Szene aus "The West". Bild: Thomas Aurin

"Bonbonbunt, rasant und grandios", findet Michaela Schlagenwerth in der Berliner Zeitung das neue Stück der argentinischen Choreografin Constanza Macras, die in "The West" an der Berliner Volksbühne mit ihrer Kompagnie "Dorky Park" tanzend und twerkend die kolonialistischen, unsere Popkultur prägenden Cowboy-und-Indianer-Vorstellungen zerlegt: "So, wie Constanza Macras es in 'The West' zeigt, wird etwas von dem ungeheuren Zynismus dieses Spiels offenbar und von der dahinter wirkmächtigen Didaktik, die dabei und in der massenmedialen Unterhaltung insgesamt am Werk ist. 'The West' ist so etwas wie ein Ritt durch unser von diesen Bildern geprägtes Unbewusstes." "Ein Fest der Tanzkunst" und ein "ambivalenter Blick auf den "westlich geprägten Kulturkapitalismus", meint Nachtkritiker Christian Rakow: "Macras und Dorky Park huldigen der 'Cultural Appropriation', aber sie verklären sie nicht."

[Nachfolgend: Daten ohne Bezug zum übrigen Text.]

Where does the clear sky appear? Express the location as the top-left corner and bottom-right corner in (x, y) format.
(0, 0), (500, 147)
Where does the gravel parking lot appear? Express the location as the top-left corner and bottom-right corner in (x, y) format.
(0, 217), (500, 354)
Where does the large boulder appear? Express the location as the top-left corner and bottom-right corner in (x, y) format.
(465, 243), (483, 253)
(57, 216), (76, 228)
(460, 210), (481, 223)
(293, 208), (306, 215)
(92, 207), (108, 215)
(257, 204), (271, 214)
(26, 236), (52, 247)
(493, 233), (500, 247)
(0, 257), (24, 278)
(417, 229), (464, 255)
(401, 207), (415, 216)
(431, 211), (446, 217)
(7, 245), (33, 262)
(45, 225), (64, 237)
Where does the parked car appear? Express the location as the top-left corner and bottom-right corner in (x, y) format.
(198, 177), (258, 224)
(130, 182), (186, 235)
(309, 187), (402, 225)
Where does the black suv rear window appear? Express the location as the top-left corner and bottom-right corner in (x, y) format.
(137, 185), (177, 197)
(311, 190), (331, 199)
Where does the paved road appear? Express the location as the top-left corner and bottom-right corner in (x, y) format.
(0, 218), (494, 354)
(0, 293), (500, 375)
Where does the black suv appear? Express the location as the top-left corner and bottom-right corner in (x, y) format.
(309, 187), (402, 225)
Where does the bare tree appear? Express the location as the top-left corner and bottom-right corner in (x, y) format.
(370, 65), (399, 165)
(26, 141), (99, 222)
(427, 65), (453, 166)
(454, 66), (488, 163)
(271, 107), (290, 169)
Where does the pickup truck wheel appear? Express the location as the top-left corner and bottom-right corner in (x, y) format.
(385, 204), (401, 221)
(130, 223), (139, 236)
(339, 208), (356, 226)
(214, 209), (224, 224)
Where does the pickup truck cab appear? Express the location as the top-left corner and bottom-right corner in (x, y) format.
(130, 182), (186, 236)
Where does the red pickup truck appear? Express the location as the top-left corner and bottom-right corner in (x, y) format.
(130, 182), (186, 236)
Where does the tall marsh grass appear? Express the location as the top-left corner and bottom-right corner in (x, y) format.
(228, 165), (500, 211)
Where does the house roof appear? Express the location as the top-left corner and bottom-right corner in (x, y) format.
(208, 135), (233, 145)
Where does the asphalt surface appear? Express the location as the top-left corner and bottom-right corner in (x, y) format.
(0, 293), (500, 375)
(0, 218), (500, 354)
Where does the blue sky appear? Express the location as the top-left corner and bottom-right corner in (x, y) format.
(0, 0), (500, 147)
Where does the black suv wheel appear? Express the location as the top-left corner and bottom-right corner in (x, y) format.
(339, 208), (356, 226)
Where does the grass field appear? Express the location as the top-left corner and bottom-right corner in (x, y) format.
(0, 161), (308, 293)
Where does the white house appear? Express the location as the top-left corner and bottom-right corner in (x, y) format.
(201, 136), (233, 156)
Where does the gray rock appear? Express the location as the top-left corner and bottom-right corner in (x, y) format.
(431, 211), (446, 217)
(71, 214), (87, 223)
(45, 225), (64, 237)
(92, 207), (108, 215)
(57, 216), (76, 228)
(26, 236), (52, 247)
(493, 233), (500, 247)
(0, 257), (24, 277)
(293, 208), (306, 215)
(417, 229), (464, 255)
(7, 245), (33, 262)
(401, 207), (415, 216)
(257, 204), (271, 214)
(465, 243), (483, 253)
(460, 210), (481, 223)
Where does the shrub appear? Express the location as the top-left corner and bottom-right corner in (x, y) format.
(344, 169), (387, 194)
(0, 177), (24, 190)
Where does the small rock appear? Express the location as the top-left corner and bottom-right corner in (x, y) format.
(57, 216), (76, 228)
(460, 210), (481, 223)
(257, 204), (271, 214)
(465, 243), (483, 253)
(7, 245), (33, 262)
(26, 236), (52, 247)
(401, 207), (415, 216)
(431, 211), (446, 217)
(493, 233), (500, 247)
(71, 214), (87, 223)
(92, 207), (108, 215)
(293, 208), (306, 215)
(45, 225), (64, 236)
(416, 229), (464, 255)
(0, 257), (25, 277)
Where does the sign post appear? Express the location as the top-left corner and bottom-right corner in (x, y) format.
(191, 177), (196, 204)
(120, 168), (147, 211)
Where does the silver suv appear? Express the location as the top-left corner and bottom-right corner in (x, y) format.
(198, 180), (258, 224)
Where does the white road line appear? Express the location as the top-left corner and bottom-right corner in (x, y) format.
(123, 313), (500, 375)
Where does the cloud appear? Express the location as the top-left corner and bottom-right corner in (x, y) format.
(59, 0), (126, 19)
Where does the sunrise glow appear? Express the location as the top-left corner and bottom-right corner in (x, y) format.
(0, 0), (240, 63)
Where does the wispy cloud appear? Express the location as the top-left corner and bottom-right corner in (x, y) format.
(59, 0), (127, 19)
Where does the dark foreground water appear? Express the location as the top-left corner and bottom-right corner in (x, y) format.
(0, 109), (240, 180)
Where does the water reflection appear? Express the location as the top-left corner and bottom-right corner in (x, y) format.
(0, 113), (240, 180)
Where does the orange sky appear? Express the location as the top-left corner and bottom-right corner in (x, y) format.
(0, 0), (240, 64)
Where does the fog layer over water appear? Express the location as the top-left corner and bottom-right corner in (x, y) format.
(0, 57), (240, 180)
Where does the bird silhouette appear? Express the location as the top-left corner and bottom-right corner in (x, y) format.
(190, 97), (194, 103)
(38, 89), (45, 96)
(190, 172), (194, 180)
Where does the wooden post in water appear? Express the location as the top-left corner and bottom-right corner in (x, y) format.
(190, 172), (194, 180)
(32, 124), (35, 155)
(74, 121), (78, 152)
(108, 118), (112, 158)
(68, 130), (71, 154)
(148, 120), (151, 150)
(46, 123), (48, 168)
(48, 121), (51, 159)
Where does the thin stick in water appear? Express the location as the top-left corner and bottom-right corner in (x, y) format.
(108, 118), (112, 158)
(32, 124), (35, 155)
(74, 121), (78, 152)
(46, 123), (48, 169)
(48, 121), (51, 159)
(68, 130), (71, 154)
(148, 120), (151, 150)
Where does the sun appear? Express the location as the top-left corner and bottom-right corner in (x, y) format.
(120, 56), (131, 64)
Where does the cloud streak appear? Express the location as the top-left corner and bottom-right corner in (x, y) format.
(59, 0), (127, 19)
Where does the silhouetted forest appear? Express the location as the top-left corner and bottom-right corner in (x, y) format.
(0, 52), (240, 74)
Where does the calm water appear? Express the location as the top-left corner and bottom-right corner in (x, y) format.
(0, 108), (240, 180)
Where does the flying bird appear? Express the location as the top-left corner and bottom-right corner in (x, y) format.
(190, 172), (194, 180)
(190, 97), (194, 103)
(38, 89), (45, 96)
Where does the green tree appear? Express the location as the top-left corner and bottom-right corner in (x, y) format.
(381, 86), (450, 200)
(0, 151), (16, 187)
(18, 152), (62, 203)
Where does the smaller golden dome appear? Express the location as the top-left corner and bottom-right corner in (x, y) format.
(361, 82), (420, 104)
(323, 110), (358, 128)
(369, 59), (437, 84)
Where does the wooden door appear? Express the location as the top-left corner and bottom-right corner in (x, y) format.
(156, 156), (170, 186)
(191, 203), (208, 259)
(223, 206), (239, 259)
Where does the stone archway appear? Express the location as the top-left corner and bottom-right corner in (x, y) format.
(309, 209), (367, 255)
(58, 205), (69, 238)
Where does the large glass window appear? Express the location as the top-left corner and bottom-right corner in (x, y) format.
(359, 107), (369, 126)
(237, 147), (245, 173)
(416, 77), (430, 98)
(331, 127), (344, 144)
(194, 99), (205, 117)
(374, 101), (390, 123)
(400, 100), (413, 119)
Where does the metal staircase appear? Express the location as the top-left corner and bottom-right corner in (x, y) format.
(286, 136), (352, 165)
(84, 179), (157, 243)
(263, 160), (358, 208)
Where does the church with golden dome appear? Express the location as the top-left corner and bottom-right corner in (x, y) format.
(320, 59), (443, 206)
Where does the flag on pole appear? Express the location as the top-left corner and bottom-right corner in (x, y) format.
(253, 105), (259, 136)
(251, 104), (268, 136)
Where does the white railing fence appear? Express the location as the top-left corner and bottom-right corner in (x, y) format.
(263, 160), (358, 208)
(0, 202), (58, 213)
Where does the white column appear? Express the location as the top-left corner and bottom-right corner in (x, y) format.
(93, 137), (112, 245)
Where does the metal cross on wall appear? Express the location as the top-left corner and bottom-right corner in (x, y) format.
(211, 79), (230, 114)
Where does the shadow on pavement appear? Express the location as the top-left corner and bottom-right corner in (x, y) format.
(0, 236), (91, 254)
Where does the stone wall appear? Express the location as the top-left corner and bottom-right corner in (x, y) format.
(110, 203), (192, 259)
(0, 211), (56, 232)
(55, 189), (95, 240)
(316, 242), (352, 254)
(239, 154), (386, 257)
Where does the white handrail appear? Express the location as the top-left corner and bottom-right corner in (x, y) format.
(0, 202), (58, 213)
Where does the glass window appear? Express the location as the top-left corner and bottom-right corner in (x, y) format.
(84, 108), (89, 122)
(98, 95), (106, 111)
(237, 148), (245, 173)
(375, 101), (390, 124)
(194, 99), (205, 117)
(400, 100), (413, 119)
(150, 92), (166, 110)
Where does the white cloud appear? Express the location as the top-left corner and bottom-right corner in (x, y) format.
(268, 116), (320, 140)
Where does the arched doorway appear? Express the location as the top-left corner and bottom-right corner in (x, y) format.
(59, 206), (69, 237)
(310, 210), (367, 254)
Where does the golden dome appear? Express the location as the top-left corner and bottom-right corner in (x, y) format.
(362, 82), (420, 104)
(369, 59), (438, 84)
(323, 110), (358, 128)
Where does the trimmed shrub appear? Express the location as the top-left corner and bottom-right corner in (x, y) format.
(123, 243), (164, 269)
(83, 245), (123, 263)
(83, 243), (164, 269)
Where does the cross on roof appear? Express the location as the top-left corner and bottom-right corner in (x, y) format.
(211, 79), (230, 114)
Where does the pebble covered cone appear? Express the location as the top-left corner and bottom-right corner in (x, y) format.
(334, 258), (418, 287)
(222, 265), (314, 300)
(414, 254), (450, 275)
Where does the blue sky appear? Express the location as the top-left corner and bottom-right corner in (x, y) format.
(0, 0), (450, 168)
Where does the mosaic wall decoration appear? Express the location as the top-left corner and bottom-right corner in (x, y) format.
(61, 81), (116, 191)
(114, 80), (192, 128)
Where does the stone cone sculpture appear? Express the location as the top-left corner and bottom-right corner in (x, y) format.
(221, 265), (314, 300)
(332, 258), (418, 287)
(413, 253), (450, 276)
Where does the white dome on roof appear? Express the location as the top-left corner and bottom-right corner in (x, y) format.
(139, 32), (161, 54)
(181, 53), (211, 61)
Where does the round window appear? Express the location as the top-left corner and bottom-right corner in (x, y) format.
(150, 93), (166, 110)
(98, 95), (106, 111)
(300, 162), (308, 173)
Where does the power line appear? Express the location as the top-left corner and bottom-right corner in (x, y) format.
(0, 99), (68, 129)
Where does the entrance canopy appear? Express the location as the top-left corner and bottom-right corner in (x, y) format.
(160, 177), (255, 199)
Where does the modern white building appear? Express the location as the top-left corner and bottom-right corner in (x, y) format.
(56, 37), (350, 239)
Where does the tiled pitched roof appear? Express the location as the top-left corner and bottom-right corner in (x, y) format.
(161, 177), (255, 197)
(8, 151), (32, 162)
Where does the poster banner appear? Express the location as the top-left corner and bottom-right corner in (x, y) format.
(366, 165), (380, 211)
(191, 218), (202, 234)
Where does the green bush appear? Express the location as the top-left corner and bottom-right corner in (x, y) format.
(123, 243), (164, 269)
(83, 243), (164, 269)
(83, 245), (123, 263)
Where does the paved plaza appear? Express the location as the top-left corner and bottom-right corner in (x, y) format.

Weiteres: Im Guardian huldigt Michael Billington mit Blick auf dessen Lebenswerk dem britischen Dramatiker Tom Stoppard, der in seinem Stück "Leopoldstadt" am Londoner Wyhndham's Theatre die Geschichte seiner tschechischen Familie erzählt (Unser Resümee) - und der zu Unrecht als rein intellektuelle "Brainbox" missverstanden wird: "Sein alles fressender Appetit auf Ideen (ist) von einem Gefühl der Sterblichkeit und der Eigensinnigkeit der Leidenschaft erfüllt." Für den Standard hat Margarete Affenzeller schon mal einen Blick ins Programm der Wiener Festwochen geworfen. Ebenfalls im Standard porträtiert Helmut Ploebst die amerikanische Choreografin Deborah Hay.

Besprochen werden Jossi Wielers und Sergio Morabitos Inszenierung von Giacomo Meyerbeers Oper "Die Hugenotten" in Genf (("Es ist packend zu sehen, wie da der Wahnsinn zur materiellen Gewalt wird, wie er die Körper durchzuckt und wie mit Pelz und Putz aufgetakelte Damen zu einem blutgierigen Mob werden", schreibt Joachim Lange in der NMZ, weitere Besprechung in der FAZ), Michael Thalheimers Inszenierung von Rainer Werner Fassbinders "Katzelmacher" am Berliner Ensemble (SZ), Jean-Philippe Claracs und Olivier Deloeuils Brüsseler Don-Giovanni-Inszenierung nach dem Libretto von Lorenzo da Ponte (SZ).